School starts for most kids next week – here’s what to know for the transition
On a warm Wednesday afternoon at Riverfront Park, parents were soaking in the sun while their children were getting soaked in the Rotary Fountain.
Just feet away at the Looff Carrousel, more kids were holding tight to their mounts – and the last days of summer, down to a handful.
For most students in Spokane, school begins next week, meaning new friends, new lessons and new routines.
It also inevitably means new sources of stress, from too few bathrooms before the first bell to the wrong condiments for junior’s favorite sandwich.
And oh, yeah: When does the school bus arrive?
“We’re going to have to get back in the swing of things,” said Sarah Welch, of Spokane, who was walking past the fountain with her 6-year-old twins, Oren and Kai.

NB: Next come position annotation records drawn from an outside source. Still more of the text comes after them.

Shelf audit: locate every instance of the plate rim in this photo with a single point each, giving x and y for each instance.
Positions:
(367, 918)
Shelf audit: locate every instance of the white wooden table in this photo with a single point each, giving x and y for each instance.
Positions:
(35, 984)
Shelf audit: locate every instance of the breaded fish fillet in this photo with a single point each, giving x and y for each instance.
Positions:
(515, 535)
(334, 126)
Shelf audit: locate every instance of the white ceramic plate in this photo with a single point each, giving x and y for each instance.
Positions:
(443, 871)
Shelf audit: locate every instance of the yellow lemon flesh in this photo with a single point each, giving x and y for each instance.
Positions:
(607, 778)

A home-school family, the Welches aren’t fretting over bus schedules. But beginning next month, they’ll be on a fixed schedule.

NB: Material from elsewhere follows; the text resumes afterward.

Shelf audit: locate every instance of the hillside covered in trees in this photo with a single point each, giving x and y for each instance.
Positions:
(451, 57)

“And we’re going to have a little less play time,” Oren said.
The key to success is a well-defined, well-explained transition.
“To help your child be successful, discuss what her morning routine will look like during the school year,” said Dr. D’Arcy Lyness for Kidshealth.org.

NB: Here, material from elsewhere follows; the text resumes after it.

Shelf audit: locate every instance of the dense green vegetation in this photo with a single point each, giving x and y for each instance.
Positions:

“This way, your child knows what will be happening and has clear expectations that are valuable to her under the time pressure of getting ready for school,” Lyness said.
A successful school day begins the previous night, said Lyness, who added that “setting time limits can be a great way to put a boundary around the winding down time that they need each evening.”
However, some families are ready to hit the school year running.
After months of trying, Spokane resident Dominika Piastucha and her 12-year-old son, Rafael, finally made it to Riverfront Park on Wednesday.
“This was a day I wanted to enjoy with him for the first time this summer,” Dominika said. “We’ve had sports all summer long.”
Like many children, Rafael, a football lineman, has been on a rigid schedule all summer.
“I’m ready to go back,” said Rafael, whose biggest transition will be from the private All Saints Catholic School to sixth grade at Hamblen Elementary.
“I’m excited,” said Rafael, who as an athlete is ahead of the game when it comes to transitioning to fall. He’s up early and getting plenty of fluids.
That’s one of the biggest keys to success, said Rebecca Doughty, director of health services for Spokane Public Schools.
“Drink plenty of water and eat healthy meals,” Doughty said. “It will still be hot the first month of school, and kids forget to stay hydrated during the school day.
“Also, getting up a little earlier each day and heading to bed a little earlier each night will make those first days of school much easier.”